KONSTITUSI
Secara
etimologis, istilah konstitusi berasal dari bahasa perancis “ Constituer” yang
artinya membentuk. Dalam kaitan ini, konstitusi diartikan sebagai pembentuk
Negara. Dalam bahasa belanda Konstitusi disamakan dengan istilah Grundwet. Pengertian konstitusi juga bisa diartikan
sebagai peraturan dasar yang mengikat.
Definisi Konstitusi menurut para
ahli
- Herman Heller. Konstitusi mempunyai arti yang lebih luas daripada undang-undang Dasar. Konstitusi tidah hanya bersifat yuridis, tetapi mengandung pengertian sosiologisdan politis.
- Oliver Cromwell. Undang-undang Dasar itu merupakan “instrumen of govermen”, yaitu bahwa Undang-undang dibuat sebagai pegangan untuk memerintah. Dalam arti ini, Konstitusi identik dengan Undang-undang dasar.
- F. Lassalle. Konstitusi sesungguhnya menggambarkan hubungan antara kaekuasaan yang terdapat didalam masyarakat seperti golongan yang mempunyai kedudukan nyata didalam masyarakat, misalnya kepala negara, angkatan perang, partai politik, buruh tani, pegawai, dan sebagainya.
- Prayudi Atmosudirdjo. Konstitusi adalah hasil atau produk sejarah dan proses perjuangan bangsa yang bersangkutan, Konstitusi merupakan rumusan dari filsafat, cita-cita, kehendak dan perjuangan suatu bangsa. Konstitusi adalah cermin dari jiwa, jalan pikiran, mentalitas dan kebudayaan suatu bangsa.
Berdasarkan
pendapat diatas, dapat disimpulkan bahwa konstitusi memiliki dua pengertian
yaitu :
- Konstitusi dalam arti sempit, yaitu sebagai hukum dasar yang tertulis atau undang-undang Dasar.

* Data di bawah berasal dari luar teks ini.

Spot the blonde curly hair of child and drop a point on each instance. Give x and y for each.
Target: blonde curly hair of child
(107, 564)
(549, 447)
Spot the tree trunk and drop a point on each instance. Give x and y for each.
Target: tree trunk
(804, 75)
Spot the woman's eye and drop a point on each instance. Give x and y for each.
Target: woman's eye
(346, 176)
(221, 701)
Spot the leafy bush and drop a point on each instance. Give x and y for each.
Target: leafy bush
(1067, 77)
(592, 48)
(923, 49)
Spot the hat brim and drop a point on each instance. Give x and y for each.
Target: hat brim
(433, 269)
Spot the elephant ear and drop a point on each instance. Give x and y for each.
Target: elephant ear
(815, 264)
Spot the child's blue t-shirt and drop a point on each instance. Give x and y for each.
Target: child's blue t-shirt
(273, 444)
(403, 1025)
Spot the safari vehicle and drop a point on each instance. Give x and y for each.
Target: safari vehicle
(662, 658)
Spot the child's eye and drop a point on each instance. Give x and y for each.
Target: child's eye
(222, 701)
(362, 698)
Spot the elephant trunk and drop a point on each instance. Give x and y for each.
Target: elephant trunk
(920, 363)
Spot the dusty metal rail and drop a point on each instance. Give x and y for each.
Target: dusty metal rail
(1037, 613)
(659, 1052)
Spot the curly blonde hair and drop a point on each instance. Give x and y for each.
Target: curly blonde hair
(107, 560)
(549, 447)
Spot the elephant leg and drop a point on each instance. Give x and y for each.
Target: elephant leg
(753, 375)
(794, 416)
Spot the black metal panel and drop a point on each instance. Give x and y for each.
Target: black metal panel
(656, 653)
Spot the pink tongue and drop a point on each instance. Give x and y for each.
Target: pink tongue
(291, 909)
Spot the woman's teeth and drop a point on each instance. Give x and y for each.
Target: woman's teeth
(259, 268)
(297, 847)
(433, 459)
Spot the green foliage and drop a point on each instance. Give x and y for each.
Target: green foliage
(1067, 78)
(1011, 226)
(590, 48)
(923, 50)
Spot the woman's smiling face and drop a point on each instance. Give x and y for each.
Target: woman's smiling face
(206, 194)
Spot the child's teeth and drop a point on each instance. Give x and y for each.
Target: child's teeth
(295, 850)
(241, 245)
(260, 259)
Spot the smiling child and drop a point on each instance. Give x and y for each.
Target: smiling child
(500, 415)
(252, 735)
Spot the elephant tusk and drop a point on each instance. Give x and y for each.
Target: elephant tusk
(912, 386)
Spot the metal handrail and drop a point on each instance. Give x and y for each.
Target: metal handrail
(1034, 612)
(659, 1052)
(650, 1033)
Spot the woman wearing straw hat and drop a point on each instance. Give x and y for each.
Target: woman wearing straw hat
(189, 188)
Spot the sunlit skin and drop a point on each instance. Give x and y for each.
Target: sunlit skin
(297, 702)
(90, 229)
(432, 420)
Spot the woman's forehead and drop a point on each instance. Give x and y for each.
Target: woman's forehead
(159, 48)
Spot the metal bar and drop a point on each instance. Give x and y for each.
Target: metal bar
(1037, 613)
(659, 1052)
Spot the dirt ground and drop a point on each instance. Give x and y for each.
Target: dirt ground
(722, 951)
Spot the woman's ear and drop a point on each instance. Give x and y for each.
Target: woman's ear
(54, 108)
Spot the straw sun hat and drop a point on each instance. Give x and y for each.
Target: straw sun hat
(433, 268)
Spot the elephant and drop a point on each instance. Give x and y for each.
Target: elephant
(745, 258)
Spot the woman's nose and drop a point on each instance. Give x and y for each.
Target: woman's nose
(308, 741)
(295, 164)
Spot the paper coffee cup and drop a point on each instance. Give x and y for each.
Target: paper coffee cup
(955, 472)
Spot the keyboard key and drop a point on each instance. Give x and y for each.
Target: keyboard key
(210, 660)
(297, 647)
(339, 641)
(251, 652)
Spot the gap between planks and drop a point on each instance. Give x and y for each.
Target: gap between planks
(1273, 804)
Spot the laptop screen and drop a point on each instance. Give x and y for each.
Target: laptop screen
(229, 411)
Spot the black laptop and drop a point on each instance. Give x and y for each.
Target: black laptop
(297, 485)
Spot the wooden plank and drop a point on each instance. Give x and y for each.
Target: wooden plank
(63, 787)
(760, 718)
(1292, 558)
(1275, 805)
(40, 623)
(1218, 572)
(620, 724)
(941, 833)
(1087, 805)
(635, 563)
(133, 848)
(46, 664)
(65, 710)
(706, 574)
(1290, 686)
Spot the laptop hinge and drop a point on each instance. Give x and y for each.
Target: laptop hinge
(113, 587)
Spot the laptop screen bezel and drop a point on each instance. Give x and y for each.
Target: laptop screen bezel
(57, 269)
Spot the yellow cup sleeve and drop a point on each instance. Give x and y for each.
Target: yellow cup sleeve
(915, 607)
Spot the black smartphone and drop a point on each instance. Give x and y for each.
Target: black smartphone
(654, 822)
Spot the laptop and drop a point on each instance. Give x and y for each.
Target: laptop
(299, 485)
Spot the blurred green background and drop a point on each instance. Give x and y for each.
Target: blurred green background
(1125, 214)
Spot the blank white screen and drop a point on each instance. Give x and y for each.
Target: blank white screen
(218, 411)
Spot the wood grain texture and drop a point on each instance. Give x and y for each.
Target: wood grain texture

- Konstitusi dalan arti luas, yaitu sebagai hukum dasar yang tertulis atau undang-undang Dasar dan hukum dasar yang tidak tertulis / Konvensi.
Konvensi
sebagai aturan-aturan dasar yang timbul dan terpelihara dalam praktek
penyelenggaraan bearnegara mempunyai sifat :
- Merupakan kebiasaan yang berulangkali dalam prektek penyelenggaaraan Negara.
- Tidak beartentangan dengan hukum dasar tertulis/Undang-Undang Dasar dan bearjalan sejajar.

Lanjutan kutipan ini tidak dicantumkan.